Most newcomers to Mareeba are enticed by wide open spaces and the promise of at least 300 sunny days a year but, like the rest of regional Australia, it too has a rental crisis.

For Guy Closset, the lure was the prospect of somewhere better to live than in a tent or beneath the condemned building of a disused school in Atherton.

“[My partner] was kicked out of where she was staying and I didn’t want her to be on the street by herself, so I ended up staying with her,” he said.

The couple had been in the Atherton Tablelands, which has one of the lowest rental vacancy rates in Queensland, at 0.2 per cent.

Mr Closset was already living precariously, having lost work when the pandemic broke out.

“I was staying with my mum but I was more couch surfing,” the experienced warehouseman and worker said.

“I was sleeping in the front room, you know, and then I met my partner.”

A crowded market

The move to Mareeba, a larger centre, has allowed Mr Closset and his pregnant partner to live more securely in a caravan at a tourist park, at a cost of $260 a week, while they search for a house.

But Mareeba’s rental vacancy rate is only marginally less tight – 0.3 per cent according to the Real Estate Institute of Queensland.

A man wearing a patterned shirt stands in front of a yard
Robert Larkin says it’s become increasingly difficult to find properties for those in need.(ABC Far North Queensland: Christopher Testa)

“A lot of properties that were rented are now being sold, and the new owners are living in them,” Robert Larkin of Mareeba Community Housing said.

Mr Larkin, a housing supervisor who works with those experiencing homelessness, said his organization had about 200 clients on his books at any one time.

He knew of one woman spending 60 per cent of her income on rent.

No emergency accommodation

The shortage of available rentals has made it harder for housing organizations to provide emergency shelter for those in need.

Many have resorted to handing out tents to families with nowhere to go.

Miriam Newton-Gentle, ministry worker and leader of the Salvation Army on the Atherton Tablelands, said the lack of crisis options magnified the problem in the rural area.

“One of the big things is we have absolutely no emergency accommodation,” she said.

“We’ve got small hotels and motels but they can’t take people long term, so when people are rendered homeless, they are absolutely homeless.”

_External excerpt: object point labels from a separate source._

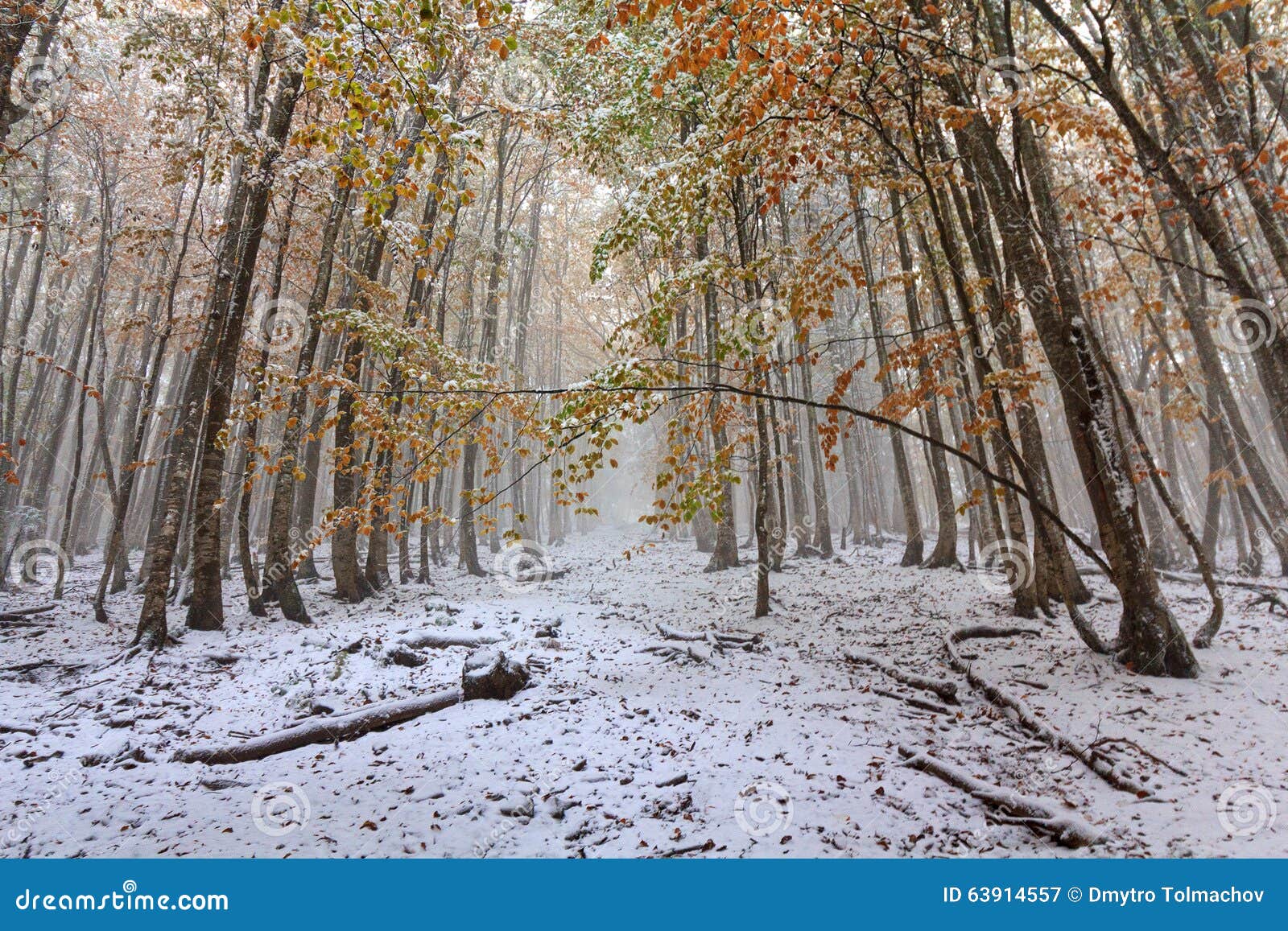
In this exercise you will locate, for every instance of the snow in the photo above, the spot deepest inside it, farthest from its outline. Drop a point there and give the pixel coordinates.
(776, 748)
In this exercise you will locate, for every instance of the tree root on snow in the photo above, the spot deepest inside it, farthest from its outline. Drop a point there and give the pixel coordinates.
(914, 701)
(712, 643)
(943, 688)
(1272, 602)
(716, 639)
(1066, 828)
(1096, 761)
(673, 652)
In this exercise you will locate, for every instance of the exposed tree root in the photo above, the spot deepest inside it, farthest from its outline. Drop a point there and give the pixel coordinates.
(673, 652)
(1272, 600)
(716, 639)
(921, 705)
(1096, 761)
(1066, 828)
(712, 643)
(943, 688)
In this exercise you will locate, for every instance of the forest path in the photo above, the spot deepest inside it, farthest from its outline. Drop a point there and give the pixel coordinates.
(618, 752)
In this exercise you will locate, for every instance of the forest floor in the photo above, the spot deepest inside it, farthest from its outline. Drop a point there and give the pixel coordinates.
(617, 752)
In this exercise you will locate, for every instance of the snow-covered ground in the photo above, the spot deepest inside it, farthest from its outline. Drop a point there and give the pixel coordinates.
(781, 750)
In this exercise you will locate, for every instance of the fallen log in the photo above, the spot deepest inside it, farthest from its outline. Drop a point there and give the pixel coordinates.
(489, 674)
(943, 688)
(441, 639)
(1096, 763)
(710, 636)
(325, 731)
(14, 613)
(1066, 828)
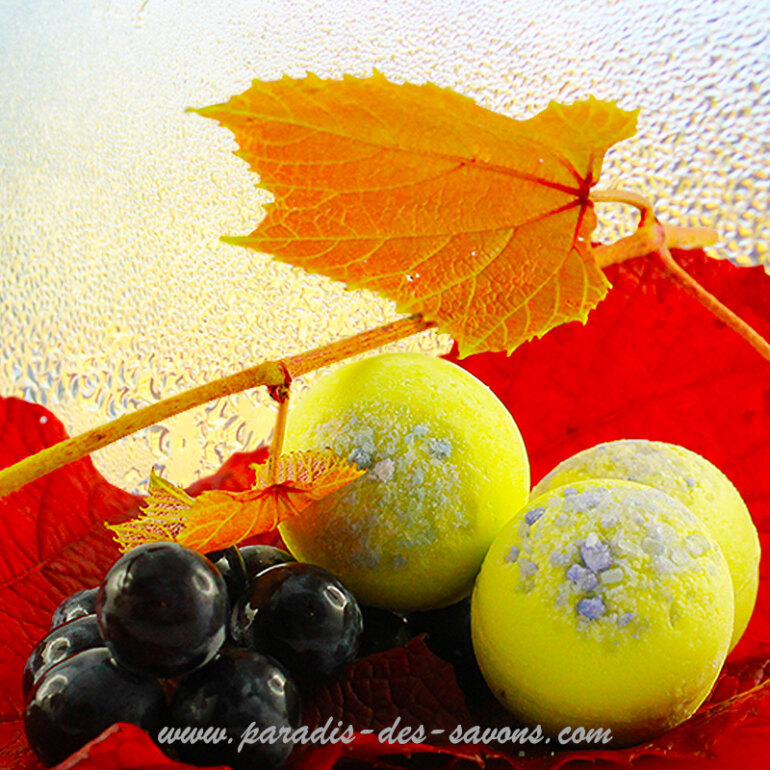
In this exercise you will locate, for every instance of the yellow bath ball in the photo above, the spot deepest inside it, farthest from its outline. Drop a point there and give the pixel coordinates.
(603, 605)
(696, 483)
(445, 469)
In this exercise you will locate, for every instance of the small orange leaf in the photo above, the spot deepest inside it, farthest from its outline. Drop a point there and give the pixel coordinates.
(218, 519)
(476, 221)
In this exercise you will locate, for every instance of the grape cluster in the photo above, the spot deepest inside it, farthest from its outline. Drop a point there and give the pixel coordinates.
(175, 639)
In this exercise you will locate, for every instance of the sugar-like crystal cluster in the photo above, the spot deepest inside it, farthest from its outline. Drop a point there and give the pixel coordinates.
(445, 469)
(694, 482)
(603, 604)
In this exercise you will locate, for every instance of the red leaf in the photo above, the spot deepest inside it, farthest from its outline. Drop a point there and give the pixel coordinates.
(122, 747)
(53, 542)
(652, 363)
(407, 683)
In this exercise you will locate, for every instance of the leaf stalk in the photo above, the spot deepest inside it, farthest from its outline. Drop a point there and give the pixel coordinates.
(271, 373)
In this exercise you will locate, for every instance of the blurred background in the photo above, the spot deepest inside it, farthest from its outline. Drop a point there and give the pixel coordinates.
(115, 290)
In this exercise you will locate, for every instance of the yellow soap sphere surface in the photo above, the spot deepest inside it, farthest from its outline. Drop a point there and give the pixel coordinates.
(603, 605)
(445, 469)
(696, 483)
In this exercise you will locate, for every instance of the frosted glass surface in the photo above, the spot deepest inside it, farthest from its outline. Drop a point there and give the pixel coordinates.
(114, 288)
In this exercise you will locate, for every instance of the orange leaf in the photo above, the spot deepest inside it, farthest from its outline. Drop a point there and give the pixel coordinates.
(477, 221)
(218, 519)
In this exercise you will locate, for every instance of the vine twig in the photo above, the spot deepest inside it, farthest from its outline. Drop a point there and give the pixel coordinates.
(270, 373)
(653, 238)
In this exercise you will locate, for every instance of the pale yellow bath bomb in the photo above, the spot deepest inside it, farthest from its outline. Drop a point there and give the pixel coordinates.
(445, 469)
(603, 604)
(692, 480)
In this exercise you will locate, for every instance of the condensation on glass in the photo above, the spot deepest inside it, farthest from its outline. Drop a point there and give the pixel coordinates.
(114, 288)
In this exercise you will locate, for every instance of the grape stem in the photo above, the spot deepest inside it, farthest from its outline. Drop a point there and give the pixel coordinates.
(274, 374)
(653, 238)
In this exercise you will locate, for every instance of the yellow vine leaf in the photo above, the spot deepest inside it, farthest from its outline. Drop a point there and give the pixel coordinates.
(477, 221)
(218, 519)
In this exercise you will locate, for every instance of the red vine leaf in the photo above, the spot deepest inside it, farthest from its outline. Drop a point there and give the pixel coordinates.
(122, 747)
(53, 542)
(474, 220)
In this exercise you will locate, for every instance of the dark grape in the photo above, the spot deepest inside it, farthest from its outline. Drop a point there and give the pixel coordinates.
(162, 610)
(78, 605)
(383, 630)
(76, 700)
(230, 564)
(65, 640)
(258, 558)
(302, 616)
(240, 690)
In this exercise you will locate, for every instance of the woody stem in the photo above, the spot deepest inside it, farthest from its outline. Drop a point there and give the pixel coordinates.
(270, 373)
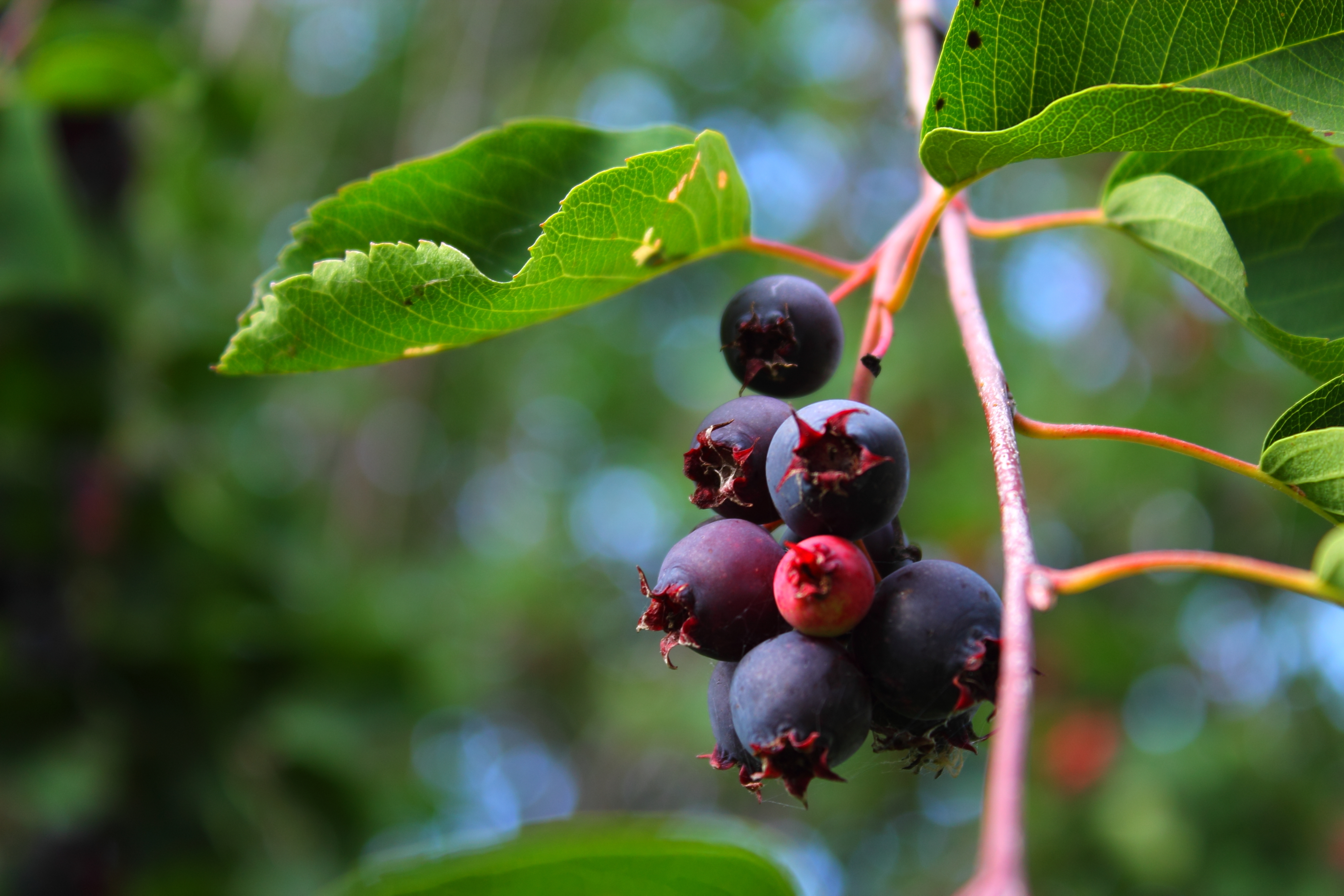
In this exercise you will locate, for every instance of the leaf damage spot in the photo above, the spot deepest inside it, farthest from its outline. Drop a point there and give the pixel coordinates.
(647, 249)
(686, 179)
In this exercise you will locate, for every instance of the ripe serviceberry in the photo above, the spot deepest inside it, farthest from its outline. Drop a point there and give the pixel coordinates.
(928, 743)
(931, 643)
(890, 550)
(728, 750)
(800, 706)
(781, 336)
(715, 591)
(824, 586)
(728, 459)
(838, 468)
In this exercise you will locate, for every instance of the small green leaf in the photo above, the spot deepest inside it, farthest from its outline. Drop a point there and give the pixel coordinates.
(41, 245)
(1313, 461)
(1308, 80)
(472, 210)
(1029, 80)
(584, 858)
(1179, 223)
(1328, 562)
(1319, 410)
(1285, 213)
(1113, 117)
(97, 70)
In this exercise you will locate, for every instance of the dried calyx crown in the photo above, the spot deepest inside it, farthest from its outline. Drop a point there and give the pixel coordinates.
(765, 346)
(831, 459)
(717, 469)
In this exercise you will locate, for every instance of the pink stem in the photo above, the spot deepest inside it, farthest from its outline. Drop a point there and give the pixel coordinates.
(886, 260)
(819, 261)
(1095, 575)
(1031, 223)
(1002, 867)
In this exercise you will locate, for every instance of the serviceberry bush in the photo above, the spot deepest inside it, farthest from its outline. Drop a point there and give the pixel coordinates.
(826, 624)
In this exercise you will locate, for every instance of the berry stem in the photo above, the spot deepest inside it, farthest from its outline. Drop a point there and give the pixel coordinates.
(1095, 575)
(1002, 867)
(1030, 223)
(878, 331)
(1039, 430)
(806, 257)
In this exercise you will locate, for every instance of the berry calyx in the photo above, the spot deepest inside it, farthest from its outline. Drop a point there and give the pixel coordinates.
(803, 707)
(781, 336)
(728, 749)
(715, 591)
(824, 586)
(838, 468)
(931, 641)
(936, 743)
(728, 456)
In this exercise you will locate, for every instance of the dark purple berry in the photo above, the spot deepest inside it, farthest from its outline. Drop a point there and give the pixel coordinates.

A blanket has been left beneath a wooden staircase of a Queenslander-style building
A camp set up beneath an abandoned building in Cairns.(ABC Far North Queensland: Brendan Mounter)

Mr Larkin said caravan parks were traditionally the “go-to” crisis accommodation of choice for providers in the Tablelands as they were an “easy transition for people who are sleeping rough”.

“But right now, caravan parks are full because we have a lot of travelers coming through with their own camper wagons and so there isn’t as much available,” he said.

“This is probably as tough as it’s been.”

A shortage of homes

The closest crisis accommodation to the Tablelands is in Cairns, just a short drive away.

But Far North Queensland’s largest center is battling the same problem and places are hard to come by.